Deliberately not included

Continue (continue.dev) is not integrated – rationale in docs/review-and-quality-gate.md. Short version: Continue does not have a stable non-interactive CLI mode that can be reliably called from a server app in read-only operation.

Around the release

• New documentation chapter docs/review-and-quality-gate.md and runbook docs/runbooks/demo-instanz.md.
• Prepared Word supplement docs/word-supplement-v1.4.md for the next revision of the concept paper.
• Version bump to 0.2.5 – visible in the platform footer and under /changelog.

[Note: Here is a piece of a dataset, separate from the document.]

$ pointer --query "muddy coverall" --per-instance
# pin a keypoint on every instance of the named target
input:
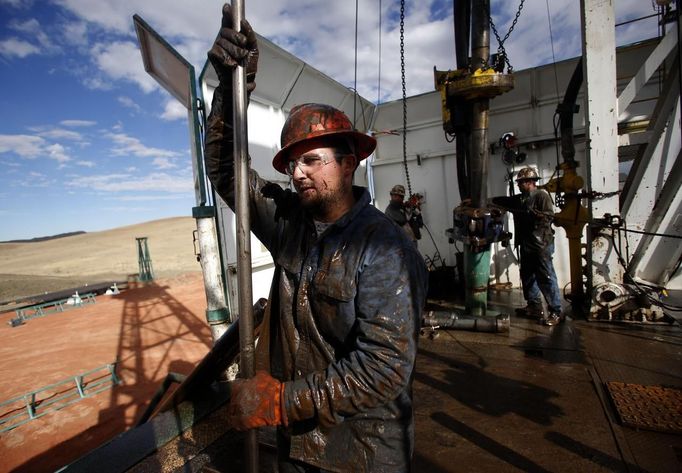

Four adapters instead of one: Codex, Gemini and Aider have joined

Until now the Software Factory was hard-wired to Claude Code as the executing development agent. With the new adapter registry, you can now pick the agent for each run – and three additional vendor adapters ship with this release.

What changed

• Adapter registry: all adapters live in the backend simultaneously. The concrete adapter is selected in the run wizard and persisted on the run.
• OpenAI Codex (codex exec): OpenAI's open terminal CLI, conceptually equivalent to Claude Code.
• Google Gemini (gemini -p): Google's open terminal CLI, with a generous free tier via Google sign-in.
• Aider: mature open-source agent with a configurable model backend (Anthropic / OpenAI / Gemini / local via Ollama).
• Mock remains the DEMO default – no license, no external tool, always available.

Licensing

All vendor adapters are unlocked from Community upwards. In DEMO mode, the mock adapter remains the only option so the platform runs out-of-the-box without sign-up.

Accompanying changes

• New in-app page /changelog with the full version history.
• Current version visible in the platform footer with a link to the history.
• DB migration V3 adds an adapter ID column to the run table.

First production-capable release

The Agentic Software Factory ships as a local control plane for AI-assisted software development – with Claude Code as the initial development agent, a lease-based licensing stack (Keycloak + Spring-Boot license service, RS256 JWT), and an accessibility-conscious Thymeleaf UI.

• Project-idea wizard with a Markdown generator (PROJECT.md, INSTRUCTIONS.md, AGENTS.md, ...).
• Run lifecycle with phases, statuses, and audit log.
• Workspace bootstrap with git init and build gate (mvn verify).
• Approval policies, Spring Security login, bootstrap admin.
• Air-gap-capable lease system with COMMUNITY/PROFESSIONAL/ENTERPRISE tiers.